It is in the best interests of all concerned to keep intact Durango Fire & Rescue Authority. Allowing it to break up would be messy, confusing, almost certainly expensive and could threaten the service it was formed to provide.
With that in mind, officials of DFRA’s three component districts are right to be talking about what changes need to be made to allow for the authority to go forward as one entity. And if funding is at issue – when is it not? – that, too, should be part of the discussion.
But no deal should go forward unless and until the details have been made public and all of DFRA’s constituents are given a chance to weigh in. Fire and rescue services are too important, and the history of DFRA too contentious, to risk the perception of an unbalanced or unfair arrangement being presented as a done deal.
DFRA was formed in 2002 by combining the resources and duties of the Animas and Hermosa fire districts with the city of Durango’s fire department. Also included was the ambulance service that had been operated by Mercy Regional Medical Center.
The arrangement made – and still makes – sense from a logistical and organizational standpoint. With a unified command structure, resources could be better coordinated and more efficiently and effectively deployed.
In other senses, however, the three districts were never an easy fit. Animas covers a sprawling 325 square miles. Hermosa is the farthest from the hospital, by far the least populated and includes the priciest real estate. Durango is compact, and the most densely developed.
Differing funding mechanisms further complicate the merger. Hermosa and Animas have dedicated, but different mill levies. The city of Durango contributes from its general fund – an arrangement Durango voters have twice declined to change. (Enacting a level DFRA-wide mill levy would amount to a large tax increase for Durango property owners.) And with those differing funding streams, Animas and Hermosa have to keep their separate boards.
Awkward as they are, though, those are problems that can be worked out. All concerned have lawyers, and all involved can do the requisite math. Outside those actually serving on them, few people worry much about the boards themselves.
To most people, the only issue is whether someone will come to help if they dial 911, and on that level DFRA seems to be operating well.

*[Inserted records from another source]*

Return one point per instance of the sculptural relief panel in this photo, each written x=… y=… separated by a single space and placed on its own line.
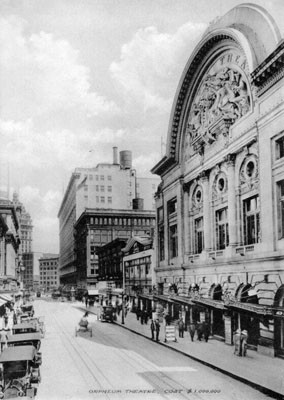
x=222 y=98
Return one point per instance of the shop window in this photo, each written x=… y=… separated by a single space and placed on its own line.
x=280 y=148
x=173 y=241
x=198 y=235
x=251 y=221
x=222 y=229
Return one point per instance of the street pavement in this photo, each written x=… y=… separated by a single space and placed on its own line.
x=260 y=371
x=116 y=364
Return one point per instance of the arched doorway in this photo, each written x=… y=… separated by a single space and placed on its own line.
x=248 y=321
x=279 y=324
x=217 y=315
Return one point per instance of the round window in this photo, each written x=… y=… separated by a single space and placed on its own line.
x=221 y=184
x=198 y=196
x=250 y=169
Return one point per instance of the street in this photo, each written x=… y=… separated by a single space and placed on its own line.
x=117 y=364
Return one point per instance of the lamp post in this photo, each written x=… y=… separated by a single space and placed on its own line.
x=123 y=291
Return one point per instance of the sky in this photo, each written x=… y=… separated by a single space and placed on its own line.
x=78 y=77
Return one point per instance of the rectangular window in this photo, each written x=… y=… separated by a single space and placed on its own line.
x=280 y=195
x=161 y=244
x=173 y=241
x=172 y=206
x=280 y=148
x=222 y=229
x=251 y=220
x=198 y=235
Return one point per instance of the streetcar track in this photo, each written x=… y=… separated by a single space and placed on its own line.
x=155 y=381
x=91 y=365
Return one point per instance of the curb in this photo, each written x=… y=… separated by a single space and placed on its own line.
x=254 y=385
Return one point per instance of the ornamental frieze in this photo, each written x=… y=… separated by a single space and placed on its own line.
x=222 y=98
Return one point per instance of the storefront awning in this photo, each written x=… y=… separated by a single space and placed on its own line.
x=210 y=303
x=6 y=297
x=163 y=297
x=183 y=300
x=93 y=292
x=258 y=309
x=146 y=296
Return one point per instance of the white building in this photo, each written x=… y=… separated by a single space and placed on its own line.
x=220 y=218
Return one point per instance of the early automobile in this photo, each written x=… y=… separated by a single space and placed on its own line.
x=27 y=339
x=20 y=374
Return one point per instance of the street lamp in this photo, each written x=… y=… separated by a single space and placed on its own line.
x=123 y=291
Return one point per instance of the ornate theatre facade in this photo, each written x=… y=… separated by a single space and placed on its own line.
x=220 y=206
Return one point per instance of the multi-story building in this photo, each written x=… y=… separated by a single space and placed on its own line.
x=26 y=234
x=9 y=245
x=220 y=225
x=96 y=228
x=49 y=271
x=139 y=260
x=110 y=186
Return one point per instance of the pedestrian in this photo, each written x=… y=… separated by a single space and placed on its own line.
x=206 y=331
x=152 y=327
x=157 y=328
x=137 y=314
x=237 y=342
x=145 y=317
x=192 y=329
x=180 y=327
x=167 y=319
x=199 y=331
x=244 y=338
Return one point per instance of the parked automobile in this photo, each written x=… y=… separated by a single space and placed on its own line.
x=107 y=314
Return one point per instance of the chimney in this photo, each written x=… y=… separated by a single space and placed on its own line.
x=115 y=155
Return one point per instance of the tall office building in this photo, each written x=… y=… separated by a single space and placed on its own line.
x=107 y=186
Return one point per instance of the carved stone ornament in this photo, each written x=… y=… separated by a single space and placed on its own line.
x=222 y=98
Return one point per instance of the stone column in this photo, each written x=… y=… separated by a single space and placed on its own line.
x=206 y=211
x=232 y=214
x=186 y=220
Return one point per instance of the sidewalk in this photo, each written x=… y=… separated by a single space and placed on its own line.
x=262 y=372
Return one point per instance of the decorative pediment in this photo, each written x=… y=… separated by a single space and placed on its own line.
x=222 y=98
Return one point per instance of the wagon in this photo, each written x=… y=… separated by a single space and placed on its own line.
x=27 y=339
x=20 y=374
x=28 y=309
x=25 y=327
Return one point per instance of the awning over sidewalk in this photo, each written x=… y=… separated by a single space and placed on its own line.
x=93 y=292
x=163 y=297
x=146 y=296
x=183 y=300
x=258 y=309
x=210 y=303
x=6 y=297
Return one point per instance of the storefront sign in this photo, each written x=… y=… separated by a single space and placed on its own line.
x=228 y=330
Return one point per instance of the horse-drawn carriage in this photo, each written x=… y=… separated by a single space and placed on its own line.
x=20 y=373
x=27 y=339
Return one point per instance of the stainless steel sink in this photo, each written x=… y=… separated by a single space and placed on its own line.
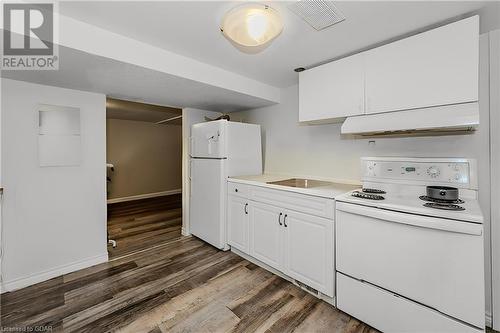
x=299 y=182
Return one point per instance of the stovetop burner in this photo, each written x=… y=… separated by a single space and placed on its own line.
x=447 y=202
x=367 y=195
x=373 y=191
x=444 y=206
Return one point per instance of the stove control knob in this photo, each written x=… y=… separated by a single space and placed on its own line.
x=433 y=171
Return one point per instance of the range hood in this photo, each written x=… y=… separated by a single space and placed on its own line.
x=456 y=117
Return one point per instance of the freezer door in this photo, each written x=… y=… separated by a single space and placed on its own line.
x=207 y=203
x=208 y=140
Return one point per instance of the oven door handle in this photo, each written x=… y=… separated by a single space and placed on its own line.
x=443 y=224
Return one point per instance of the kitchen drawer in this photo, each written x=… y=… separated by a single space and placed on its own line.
x=388 y=312
x=238 y=189
x=304 y=203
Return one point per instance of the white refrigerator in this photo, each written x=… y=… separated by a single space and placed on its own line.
x=219 y=149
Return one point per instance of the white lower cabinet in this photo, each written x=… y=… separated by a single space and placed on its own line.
x=297 y=244
x=309 y=249
x=237 y=226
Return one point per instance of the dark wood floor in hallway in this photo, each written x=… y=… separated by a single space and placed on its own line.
x=142 y=224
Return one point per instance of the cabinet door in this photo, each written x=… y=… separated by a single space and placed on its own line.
x=333 y=90
x=437 y=67
x=309 y=250
x=237 y=222
x=266 y=234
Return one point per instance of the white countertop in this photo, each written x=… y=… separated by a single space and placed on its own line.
x=330 y=191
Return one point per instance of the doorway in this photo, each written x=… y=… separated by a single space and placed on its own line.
x=144 y=176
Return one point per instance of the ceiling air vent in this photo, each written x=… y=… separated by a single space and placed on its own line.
x=318 y=14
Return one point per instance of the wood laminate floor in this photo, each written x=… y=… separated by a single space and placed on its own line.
x=142 y=224
x=183 y=285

To continue that, however, the DFRA’s three component districts need to come to some accord. And that will requires a broad consensus that it is reasonably fair.
But what does fairness mean in that context? And how can it be measured?
Counting registered voters (active and inactive) Animas contains slightly more than half the population of the area served by DFRA, Durango has slightly less than half and Hermosa about 2 percent. Those numbers do not suggest an easy answer.
As the Herald reported Tuesday, Animas and Durango have about the same number of fire calls, while Durango has more ambulance calls. Should that be the metric? If so, should distance be factored in? Time? Animas, after all, is far larger, and while it may have fewer ambulance calls, both those and fire calls presumably cover greater distances.
There are any number of ways to argue what is fair to the different districts. To be fair to the taxpayers, however, whatever is arranged needs to be fully explained both in its details and in the underlying thinking. And that needs to happen before the deal is signed.